6. Decoy protein– Some soluble proteins act as false receptor. They bind pathogen and prevent their attachment with host tissue.
   • Uromodulin– Tamm-Horsfall protein (THP) or uromodulin is present in urine. It binds fimbriae of uropathogenic bacteria like Escherichia coli. Then bacteria are trapped and removed during urination.
7. Bile acid– Bile acids are secreted by liver into small intestine. They act like natural antiseptic surfactant. It disrupts lipid bilayer of microbial membrane.
8. Pulmonary collectin– These barriers protect alveolar space of lungs.
   • SP-A and SP-D– Surfactant protein A (SP-A) and surfactant protein D (SP-D) bind carbohydrate on respiratory pathogen. It causes agglutination of bacteria or virus. Then alveolar macrophages remove them easily.
9. Soluble recognition protein– Some proteins present in blood and mucosal fluid detect microbial molecules.
   • CRP– C-reactive protein (CRP) binds foreign microbial surface and helps in opsonization.
   • Fibrinogen– Fibrinogen helps in trapping and marking microbes during infection.
   • LBP– Lipopolysaccharide-binding protein (LBP) binds bacterial lipopolysaccharide (LPS) and helps in immune recognition.
10. Intracellular sensor– Barrier cells contain internal defense sensors.

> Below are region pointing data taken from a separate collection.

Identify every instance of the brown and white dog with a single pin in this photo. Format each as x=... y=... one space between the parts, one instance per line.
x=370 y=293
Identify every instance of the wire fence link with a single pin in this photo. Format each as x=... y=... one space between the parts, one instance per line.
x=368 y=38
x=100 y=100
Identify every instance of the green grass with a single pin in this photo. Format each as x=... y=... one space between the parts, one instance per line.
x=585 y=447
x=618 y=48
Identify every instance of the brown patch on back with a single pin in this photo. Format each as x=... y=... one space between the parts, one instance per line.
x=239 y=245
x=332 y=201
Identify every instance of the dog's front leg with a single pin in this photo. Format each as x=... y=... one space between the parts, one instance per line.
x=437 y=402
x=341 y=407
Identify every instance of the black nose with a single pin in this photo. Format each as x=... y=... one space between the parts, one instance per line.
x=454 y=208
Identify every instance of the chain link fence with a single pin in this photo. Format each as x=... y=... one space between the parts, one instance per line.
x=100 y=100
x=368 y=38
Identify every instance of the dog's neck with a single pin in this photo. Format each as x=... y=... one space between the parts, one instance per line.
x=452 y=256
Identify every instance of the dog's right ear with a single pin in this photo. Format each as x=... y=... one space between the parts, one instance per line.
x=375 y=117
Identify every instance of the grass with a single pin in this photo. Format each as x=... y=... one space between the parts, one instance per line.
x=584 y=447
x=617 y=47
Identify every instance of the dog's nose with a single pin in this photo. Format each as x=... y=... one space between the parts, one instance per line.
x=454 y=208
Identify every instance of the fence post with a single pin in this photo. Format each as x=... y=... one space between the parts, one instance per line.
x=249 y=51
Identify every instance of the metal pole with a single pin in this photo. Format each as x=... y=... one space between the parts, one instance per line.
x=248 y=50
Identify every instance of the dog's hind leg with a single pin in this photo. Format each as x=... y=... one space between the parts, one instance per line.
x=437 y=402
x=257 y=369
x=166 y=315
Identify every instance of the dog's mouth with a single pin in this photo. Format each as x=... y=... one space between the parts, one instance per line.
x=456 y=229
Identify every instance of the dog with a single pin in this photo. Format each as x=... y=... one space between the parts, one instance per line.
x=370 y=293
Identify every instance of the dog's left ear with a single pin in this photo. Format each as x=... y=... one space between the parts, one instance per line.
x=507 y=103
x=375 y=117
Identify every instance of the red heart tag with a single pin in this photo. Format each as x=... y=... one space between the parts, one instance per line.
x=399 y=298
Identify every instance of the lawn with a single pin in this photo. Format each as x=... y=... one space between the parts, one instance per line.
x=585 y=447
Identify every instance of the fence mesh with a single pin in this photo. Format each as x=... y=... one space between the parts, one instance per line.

They detect microbial DNA or RNA inside the cell.
    • TLRs– Toll-like receptors (TLRs) recognize microbial pattern and start immune signaling.
    • STING pathway– STING pathway detects foreign DNA inside cell. It helps in production of antiviral interferons.
    • Inflammasome– Inflammasomes detect danger signal and produce inflammatory response. It may also cause pyroptosis, where infected cell dies and pathogen niche is removed.

Role of Body Temperature and Fever

The following are the role of body temperature and fever in innate immune response-

• Fever initiation– Fever is a systemic immune response. It starts when immune cells like macrophages detect pathogen. Then inflammatory cytokines like TNF-alpha, IL-1 and IL-6 are released.
• Hypothalamus action– These cytokines act on hypothalamus of brain. Hypothalamus produces prostaglandin E2 (PGE2). It raises body temperature by increasing heat production and reducing heat loss.
• Vasoconstriction– During fever, blood vessels of skin become narrow. This is called vasoconstriction. Heat loss from body surface becomes low. So body temperature rises.
• Microbial inhibition– High body temperature is not suitable for many microbes. It goes above their optimum growth temperature. So bacterial and viral multiplication becomes slow.
• Immune cell activity– Fever increases metabolic and enzymatic reaction of body. Phagocytes become more active. Lymphocytes multiply faster. Antibody and cytokine production also increases.
• Heat shock protein– Fever induces heat shock proteins in body cells. These proteins are recognized by intraepithelial T-lymphocytes. Then more inflammatory cytokines are produced for fighting with pathogen.
• Tissue repair– Fever increases general metabolic rate. Due to this tissue repair becomes faster. Healing process after infection or injury is supported by fever.
• Hyperpyrexia– Very high fever is harmful. When body temperature becomes 41.5°C (106.7°F) or more, it is called hyperpyrexia. It can denature body enzymes and cause cellular damage.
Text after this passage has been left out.